A mídia social acentua essa dinâmica. Uma análise da discussão econômica on-line mostra que 58% dos círculos de atividade em torno desses pólos, uma concentração polar maior do que em 2014, em torno de Rousseff e do centro-direito Aécio Neves. O que temos, então, é uma radicalização da direita. Enquanto a esquerda destaca o declínio do Brasil desde o golpe - em termos de direitos, desigualdade, investimento social - a direita denuncia a elite política e a burocracia estatal como corrupta. A solução: a privatização, um papel menor para o Estado na economia e o foco na segurança pública.

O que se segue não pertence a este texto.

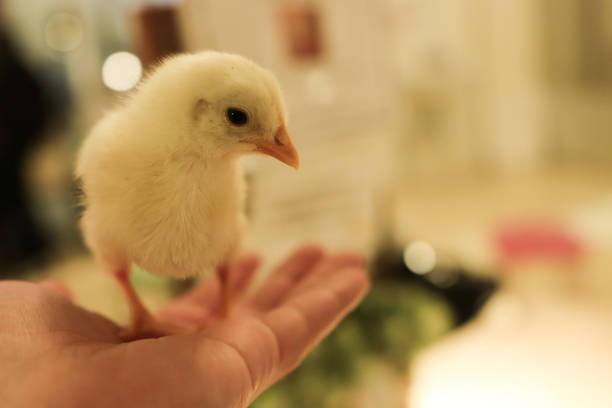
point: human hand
(56, 354)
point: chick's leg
(142, 324)
(224, 278)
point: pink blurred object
(537, 240)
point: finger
(302, 321)
(324, 270)
(58, 287)
(197, 306)
(286, 276)
(240, 275)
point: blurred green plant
(392, 323)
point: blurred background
(464, 147)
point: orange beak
(281, 149)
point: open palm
(56, 354)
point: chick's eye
(237, 117)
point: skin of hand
(56, 354)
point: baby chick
(163, 187)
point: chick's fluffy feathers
(157, 191)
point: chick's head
(228, 105)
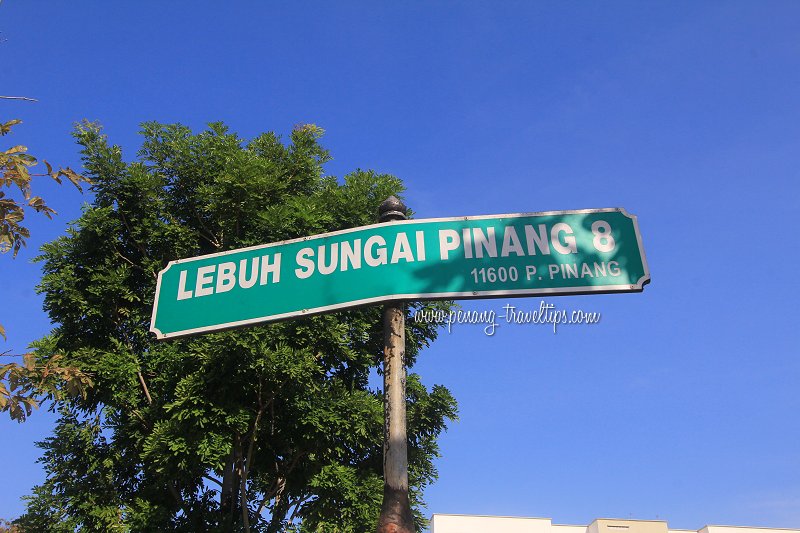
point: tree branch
(144, 386)
(25, 98)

Aqui está o desfecho da onda de protestos da direita “anticorrupção”: um profundo ceticismo na capacidade do estado de fazer qualquer coisa e consequentes demandas por soluções autoritárias. A ironia dessa forma de anti-política é acreditar que o estado pode policiar ou exterminar pessoas com sucesso, mas não desenvolver a sociedade.

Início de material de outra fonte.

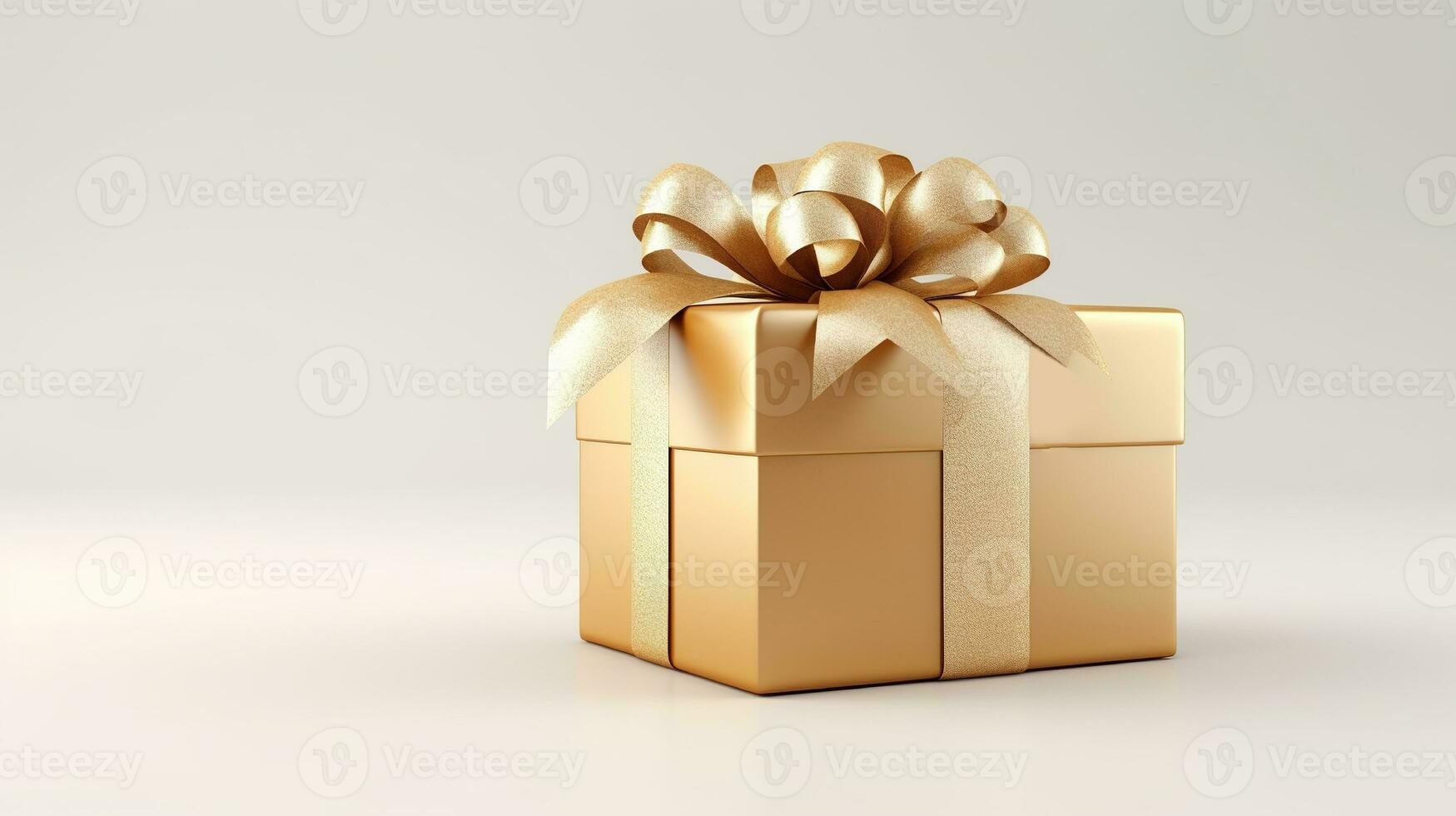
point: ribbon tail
(852, 322)
(602, 328)
(1050, 326)
(986, 500)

Embora alguns meios de comunicação digam que Bolsonaro é o Trump do Brasil, isso é enganoso. Bolsonaro é um conservador autoritário da semi-periferia, muito mais tradicional, mais parecido com o Duterte das Filipinas do que com o pós-moderno Trump. É apenas na popularidade da mídia social de Bolsonaro entre os jovens brancos de classe média alta (apelidados de "bolsominions") que ele se parece com Trump. Em vez disso, a nova direita brasileira está infundida com a histeria anticomunista dos últimos dias. Essas forças fixam-se na ideia de que o PT, de algum modo, se inseriu ou assumiu o estado de forma ilegítima. A demanda reacionária é retomar o que é "legitimamente" deles através de fortes posições neoliberais.
Tropeçando?
A conseqüência é que a centro-direita “moderada” perdeu a hegemonia de seu campo. No golpe, rompeu com as normas democráticas que supostamente sustenta. Através deste processo, e devido ao caos político que se seguiu, a extrema-direita autoritária de Bolsonaro foi fortalecida. O golpe, a crise econômica, o clima anti-político e o enfraquecimento da capacidade de direção do Estado levaram a uma fragmentação do campo eleitoral.
Apesar de tudo isso, o PT mantém uma chance real de conquistar a presidência, apesar de sua falta de vigor programático - mas somente se Lula conseguir transferir seus votos eficientemente para Haddad. Para muitos, representa um retorno à normalidade democrática.
Mas quem quer que forme um governo governará uma sociedade que está esgotada pela recessão econômica e seriamente desencantada politicamente. Esta república pode tropeçar, mas nenhuma força é atualmente capaz de revigorar as instituições e estruturas atuais do país, quanto mais alterá-las radicalmente.